Problem #3: You Struggle With Guilt When Decluttering
When you begin to declutter your home you will find that there are pieces of clutter that are difficult to part with because of guilt. You may encounter emotional guilt, financial guilt or both. Emotional guilt is more difficult to get past than financial guilt. You may feel emotional guilt because the item is part of your past that you are struggling to let go of. Another reason you may feel emotional guilt is because the item came from a family member and you feel bad getting rid of it. You feel financial guilt when you know you spent money on an item, but you didn’t get your money’s worth out of it. It is perfectly normal to feel any or all of these types of guilt.
Solution #3: Let it Go
I know it is not as simple as they say in the song from the movie “Frozen”, but ultimately at the end of the day, it’s time to let the clutter go. If your stuff is causing you to feel overwhelmed and fatigued you have too much stuff. That doesn’t mean that you have to let go of every item that has sentimental value, but it does mean that you have curate a collection of the items that mean the most. After that, let go of the rest.
If you are feeling guilty about decluttering an item that someone else gave you. Remember if they passed it on to you, they ultimately didn’t want it either. Once it is in your home, it is belongs to you. You have the final say on what to do with it. Now, if it is a family heirloom, you may want to consult with family before you discard it. If the item is just a random item then feel free to make the final decision on it.

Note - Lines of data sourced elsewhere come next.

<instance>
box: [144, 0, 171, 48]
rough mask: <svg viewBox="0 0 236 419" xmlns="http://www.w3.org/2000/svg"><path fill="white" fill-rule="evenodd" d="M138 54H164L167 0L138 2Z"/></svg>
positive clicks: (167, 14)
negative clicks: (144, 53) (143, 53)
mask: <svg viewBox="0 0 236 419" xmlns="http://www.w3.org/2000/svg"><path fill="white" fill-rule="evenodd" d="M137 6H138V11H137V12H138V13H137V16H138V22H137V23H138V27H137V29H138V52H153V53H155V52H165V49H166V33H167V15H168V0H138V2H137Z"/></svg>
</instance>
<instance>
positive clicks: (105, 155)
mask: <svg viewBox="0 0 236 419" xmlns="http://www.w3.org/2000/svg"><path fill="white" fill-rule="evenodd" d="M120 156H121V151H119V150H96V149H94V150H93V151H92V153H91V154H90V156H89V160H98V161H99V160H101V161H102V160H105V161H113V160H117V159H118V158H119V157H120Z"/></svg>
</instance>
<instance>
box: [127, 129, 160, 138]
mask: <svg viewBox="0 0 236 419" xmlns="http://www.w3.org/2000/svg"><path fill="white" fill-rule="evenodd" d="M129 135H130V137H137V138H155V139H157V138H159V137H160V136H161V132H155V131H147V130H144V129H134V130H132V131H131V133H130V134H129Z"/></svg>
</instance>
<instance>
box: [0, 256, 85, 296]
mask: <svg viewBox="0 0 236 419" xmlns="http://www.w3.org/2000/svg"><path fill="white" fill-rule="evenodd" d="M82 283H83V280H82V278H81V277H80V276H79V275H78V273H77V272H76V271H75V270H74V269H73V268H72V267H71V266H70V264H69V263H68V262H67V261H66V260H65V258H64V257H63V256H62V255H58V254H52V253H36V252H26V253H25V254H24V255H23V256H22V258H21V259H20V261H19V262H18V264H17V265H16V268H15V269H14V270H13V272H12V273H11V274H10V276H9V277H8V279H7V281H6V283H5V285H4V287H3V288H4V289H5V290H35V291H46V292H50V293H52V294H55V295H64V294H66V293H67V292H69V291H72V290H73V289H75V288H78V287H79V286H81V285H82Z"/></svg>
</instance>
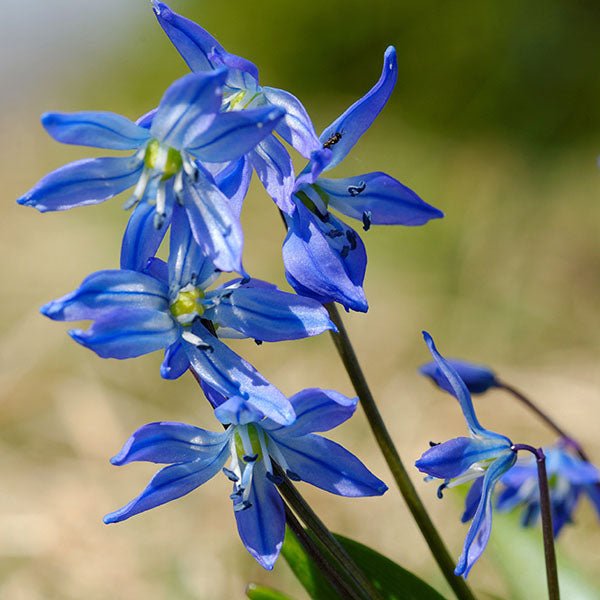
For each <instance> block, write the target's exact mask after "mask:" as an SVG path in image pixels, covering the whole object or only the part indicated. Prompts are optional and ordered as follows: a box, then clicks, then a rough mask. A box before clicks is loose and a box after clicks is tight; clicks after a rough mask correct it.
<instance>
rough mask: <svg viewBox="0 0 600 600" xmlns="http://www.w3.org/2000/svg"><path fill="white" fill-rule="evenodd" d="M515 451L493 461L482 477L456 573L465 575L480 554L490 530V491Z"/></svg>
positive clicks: (489, 534) (490, 509) (493, 487)
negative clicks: (474, 507)
mask: <svg viewBox="0 0 600 600" xmlns="http://www.w3.org/2000/svg"><path fill="white" fill-rule="evenodd" d="M515 460H516V453H514V452H511V453H510V454H507V455H506V456H503V457H502V458H500V459H498V460H497V461H495V462H493V463H492V464H491V465H490V467H489V469H488V470H487V473H486V474H485V476H484V478H483V484H482V494H481V499H480V501H479V506H478V507H477V511H476V512H475V516H474V517H473V522H472V523H471V526H470V527H469V531H468V533H467V537H466V539H465V544H464V547H463V552H462V554H461V556H460V558H459V559H458V565H457V566H456V569H455V570H454V573H455V574H456V575H462V576H463V577H465V578H466V577H467V576H468V574H469V571H470V570H471V568H472V567H473V565H474V564H475V562H476V561H477V560H478V559H479V557H480V556H481V555H482V553H483V551H484V550H485V547H486V545H487V543H488V540H489V538H490V533H491V531H492V492H493V491H494V487H495V485H496V483H497V482H498V480H499V479H500V477H501V476H502V475H503V474H504V473H505V472H506V471H507V470H508V469H510V467H511V466H512V465H513V464H514V462H515Z"/></svg>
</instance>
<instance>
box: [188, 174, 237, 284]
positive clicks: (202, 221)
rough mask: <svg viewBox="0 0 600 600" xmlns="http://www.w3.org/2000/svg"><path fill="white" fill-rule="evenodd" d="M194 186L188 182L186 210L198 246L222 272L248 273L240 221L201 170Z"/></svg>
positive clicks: (193, 183)
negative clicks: (244, 256)
mask: <svg viewBox="0 0 600 600" xmlns="http://www.w3.org/2000/svg"><path fill="white" fill-rule="evenodd" d="M197 173H198V176H197V178H196V181H194V182H193V183H192V182H191V181H190V180H189V179H188V178H185V180H184V182H185V183H184V188H183V200H184V206H185V209H186V211H187V215H188V219H189V222H190V227H191V229H192V232H193V234H194V238H195V239H196V242H197V243H198V244H199V245H200V248H201V249H202V252H204V254H206V255H207V256H208V257H209V258H210V259H211V260H212V262H213V263H214V264H215V267H217V268H218V269H220V270H221V271H237V272H238V273H244V270H243V267H242V247H243V244H244V238H243V233H242V227H241V225H240V221H239V218H238V217H237V216H236V215H235V213H234V211H233V209H232V207H231V204H230V203H229V200H228V199H227V197H226V196H225V195H224V194H223V192H221V190H220V189H219V188H218V187H217V186H216V184H215V182H214V180H213V178H212V177H211V176H210V174H209V173H208V172H207V171H205V170H204V169H202V168H201V167H200V166H198V171H197Z"/></svg>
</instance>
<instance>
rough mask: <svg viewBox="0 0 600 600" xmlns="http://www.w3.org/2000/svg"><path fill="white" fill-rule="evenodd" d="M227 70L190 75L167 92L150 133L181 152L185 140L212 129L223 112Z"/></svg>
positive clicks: (200, 73)
mask: <svg viewBox="0 0 600 600" xmlns="http://www.w3.org/2000/svg"><path fill="white" fill-rule="evenodd" d="M226 76H227V72H226V71H225V70H224V69H221V70H219V71H215V72H211V73H191V74H189V75H185V76H183V77H182V78H181V79H178V80H177V81H176V82H175V83H173V84H172V85H171V86H170V87H169V88H168V89H167V91H166V92H165V95H164V96H163V98H162V100H161V101H160V104H159V105H158V109H157V111H156V114H155V115H154V118H153V119H152V125H151V127H150V132H151V133H152V135H153V136H154V137H155V138H157V139H158V140H160V141H161V142H162V143H164V144H166V145H168V146H171V147H173V148H176V149H178V150H181V149H182V148H183V146H184V145H185V144H184V140H185V139H189V138H190V136H191V137H194V136H196V135H199V134H201V133H202V132H204V131H205V130H206V129H208V128H209V126H210V125H211V123H213V121H214V120H215V118H216V116H217V113H218V112H219V110H220V108H221V101H222V95H223V84H224V83H225V78H226Z"/></svg>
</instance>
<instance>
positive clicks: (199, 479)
mask: <svg viewBox="0 0 600 600" xmlns="http://www.w3.org/2000/svg"><path fill="white" fill-rule="evenodd" d="M228 456H229V448H228V446H227V444H226V445H225V446H224V447H223V449H222V450H221V452H220V454H217V455H214V456H208V457H206V458H202V459H199V460H195V461H192V462H187V463H182V464H176V465H170V466H168V467H165V468H164V469H161V470H160V471H159V472H158V473H157V474H156V475H155V476H154V477H153V478H152V480H151V481H150V483H149V484H148V486H147V487H146V489H145V490H144V491H143V492H142V493H141V494H140V495H139V496H138V497H137V498H134V499H133V500H132V501H131V502H130V503H129V504H127V505H125V506H124V507H123V508H120V509H119V510H116V511H115V512H112V513H109V514H108V515H106V516H105V517H104V522H105V523H106V524H109V523H118V522H120V521H124V520H125V519H129V517H133V516H134V515H137V514H139V513H141V512H144V511H146V510H150V509H151V508H155V507H157V506H160V505H161V504H165V503H166V502H170V501H171V500H176V499H177V498H181V496H185V495H186V494H189V493H190V492H191V491H192V490H195V489H196V488H197V487H199V486H201V485H202V484H203V483H205V482H206V481H208V480H209V479H211V478H212V477H214V476H215V475H216V474H217V473H218V472H219V471H220V470H221V469H222V468H223V465H224V464H225V462H226V460H227V457H228Z"/></svg>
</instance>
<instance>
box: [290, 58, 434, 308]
mask: <svg viewBox="0 0 600 600" xmlns="http://www.w3.org/2000/svg"><path fill="white" fill-rule="evenodd" d="M397 73H398V68H397V64H396V51H395V49H394V48H393V47H391V46H390V47H389V48H388V49H387V50H386V52H385V55H384V61H383V70H382V73H381V77H380V79H379V81H378V82H377V83H376V84H375V85H374V86H373V88H372V89H371V90H369V92H367V94H365V96H363V97H362V98H361V99H360V100H358V101H357V102H355V103H354V104H353V105H352V106H350V108H348V109H347V110H346V111H345V112H344V113H343V114H342V115H341V116H340V117H338V118H337V119H336V120H335V121H334V122H333V123H332V124H331V125H329V127H326V128H325V130H324V131H323V133H322V134H321V136H320V138H319V139H320V143H321V145H322V149H321V150H320V151H317V152H315V153H313V155H312V158H311V161H310V162H309V164H308V165H307V166H306V168H305V169H304V170H303V171H302V173H301V174H300V175H299V176H298V178H297V179H296V184H295V187H294V193H293V196H292V202H293V204H294V210H293V211H291V212H290V211H288V212H287V213H286V214H285V219H286V222H287V226H288V234H287V236H286V239H285V241H284V244H283V260H284V264H285V269H286V277H287V279H288V281H289V283H290V285H292V287H294V289H295V290H296V291H297V292H298V293H300V294H303V295H307V296H311V297H313V298H315V299H317V300H319V301H320V302H323V303H327V302H334V301H335V302H339V303H340V304H342V305H343V306H344V307H345V308H346V309H347V310H350V309H352V310H356V311H361V312H365V311H366V310H367V309H368V304H367V300H366V297H365V294H364V290H363V281H364V277H365V270H366V266H367V255H366V252H365V247H364V244H363V243H362V240H361V239H360V237H359V235H358V234H357V233H356V231H354V229H352V228H351V227H349V226H348V225H346V224H345V223H344V222H343V221H341V220H340V219H338V218H337V217H336V216H334V214H333V213H331V212H330V209H332V208H333V209H335V210H337V211H339V212H341V213H342V214H343V215H345V216H347V217H350V218H353V219H357V220H359V221H360V222H362V224H363V229H364V230H365V231H366V230H368V229H369V228H370V227H371V224H375V225H423V224H425V223H427V222H428V221H430V220H431V219H438V218H441V217H442V216H443V213H442V212H441V211H439V210H438V209H437V208H434V207H433V206H431V205H429V204H427V203H426V202H424V201H423V200H422V199H421V198H420V197H419V196H418V195H417V194H415V192H413V191H412V190H410V189H409V188H407V187H406V186H404V185H403V184H402V183H400V182H399V181H397V180H396V179H394V178H393V177H391V176H390V175H387V174H386V173H381V172H374V173H366V174H363V175H357V176H354V177H347V178H344V179H327V178H325V177H320V175H321V173H323V172H325V171H328V170H330V169H332V168H333V167H335V166H336V165H338V164H339V163H340V162H342V160H343V159H344V158H345V157H346V155H347V154H348V153H349V152H350V150H351V149H352V148H353V147H354V145H355V144H356V142H357V141H358V140H359V138H360V137H361V136H362V134H363V133H364V132H365V131H366V130H367V129H368V128H369V127H370V126H371V124H372V123H373V121H374V120H375V118H376V117H377V115H378V114H379V113H380V112H381V110H382V109H383V107H384V106H385V104H386V102H387V101H388V99H389V97H390V95H391V93H392V90H393V88H394V85H395V83H396V78H397Z"/></svg>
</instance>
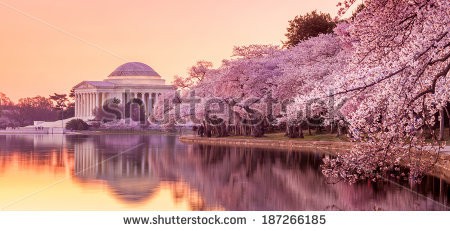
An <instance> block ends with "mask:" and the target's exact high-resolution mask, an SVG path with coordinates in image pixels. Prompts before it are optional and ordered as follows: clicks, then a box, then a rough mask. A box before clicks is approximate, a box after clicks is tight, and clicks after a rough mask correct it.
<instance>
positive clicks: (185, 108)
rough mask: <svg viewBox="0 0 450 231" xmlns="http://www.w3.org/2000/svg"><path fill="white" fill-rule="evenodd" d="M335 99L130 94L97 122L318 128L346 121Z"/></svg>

While financial guilt is not as bad as emotional guilt over an item. Financial guilt can cause you to struggle with making the decision to let an item go. The more you spent on the item and the number of times you used it may factor in. It’s best to accept that the money is gone and that unless the item is extremely unique or one of a kind you can always replace it should you need to.
When it comes to letting go of items that you feel financially or emotionally tied to, I like the method Marie Kondo uses. She believes in thanking an item for it’s service before you put it in the discard pile. Remember that if an item is useful and you donate it, it can still benefit someone else in the future. When a piece of clutter is taking up space in your home. It is no longer blessing you, it is overwhelming you and stressing you out.
Decluttering is not an easy process. The more stuff you own the more difficult the process can be. Once you identify your decluttering roadblocks you can start to work around them and make progress. Even if you only do a little bit at a time, eventually you will get your time and your space back. You will clear your home and your mind at the same time. That will be worth far more than the cost the clutter is causing you now.